Aluno: Jose Silvestre Gomes Lima 2º semestre


Curso: Fisioterapia
Disciplina: Ciências Morfofuncionais dos Sistemas Digestório, Endócrino e Renal.

Seção 3.2. Metabolismo de lipídeos e anatomo - fisiologia do pâncreas

Sede, fome, fraqueza e ganho de peso podem está relacionados às


diabetes já que os valores normais rodeiam entre 70 a 99 MG/dl. Para
identificar diabetes do tipo I ou II é realizado o exame de curva glicêmica,
identificando a tolerância à glicose do paciente.
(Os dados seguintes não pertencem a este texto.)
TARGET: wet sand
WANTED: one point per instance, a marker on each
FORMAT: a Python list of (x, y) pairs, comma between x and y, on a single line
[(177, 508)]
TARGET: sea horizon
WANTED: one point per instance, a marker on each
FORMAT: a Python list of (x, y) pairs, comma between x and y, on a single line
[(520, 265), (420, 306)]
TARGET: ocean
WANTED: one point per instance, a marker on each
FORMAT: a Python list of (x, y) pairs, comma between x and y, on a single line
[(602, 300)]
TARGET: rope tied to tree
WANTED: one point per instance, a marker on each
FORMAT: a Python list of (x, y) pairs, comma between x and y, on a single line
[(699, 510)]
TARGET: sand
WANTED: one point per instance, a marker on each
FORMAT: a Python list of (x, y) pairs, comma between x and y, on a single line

As diabetes podem está relacionadas ao pâncreas, contudo, para


compreender essa patologia entenderemos algumas características desse
órgão. O pâncreas é uma glândula mista com funções bioquímicas, possuindo
de 15 a 25 cm, localizado no abdômen posterior ao estômago em colaboração
com o duodeno. A função exócrina (que possuem canal de secreção) produz
enzimas e sucos digestivos para irem ao duodeno, já a função endócrina (não
tem canal de secreção, vão direto à corrente sanguínea) é a produção de
hormônios como insulina (leva a glicose na célula para ser transformada em
energia), o glucagon (contrário da insulina, certa vez que ele retira glicose da
célula para levar a corrente sanguínea, aumentando o nível de glicose) e
somatostina para o metabolismo energético.

Anatomicamente o pâncreas recebe a artéria mesentérica superior,


responsável pela irrigação sanguínea, já a drenagem venosa ocorre por veias
pancreáticas oriundas das veias esplênicas e mesentéricas superior, essa
junção forma a famosa veia porta hepática. Os acinos componentes dessa
glândula secretam sucos digestivos no duodeno. Ademais, as Ilhotas de
Langerhans também componentes, secretam hormônios no sangue. Havendo
um defeito nessas células o indivíduo pode desenvolver diabetes. As ilhotas de
L. possuem subdivisões, primeiramente há a célula beta que por meio da
insulina e amilina reduzem a porcentagem de açúcar no sangue.
Segundamente, há as células alfas secretando glucagon e aumentando a taxa
de açúcar no sangue. Terceiramente, a somatostalina com função inibitória do
pâncreas endócrino e por fim as células DP secretando polipeptídeo, inibindo a
ação do pâncreas exócrino.

Pela exposição de fatos supracitados, conclui-se que o pâncreas é uma


glândula de extrema importância para a homeostasia corporal e havendo
defeito no funcionamento dessa glândula pode ocorrer diabetes que
resumidamente é incapacidade da insulina de levar a glicose para a célula e
por isso ela acaba acumulando no sangue.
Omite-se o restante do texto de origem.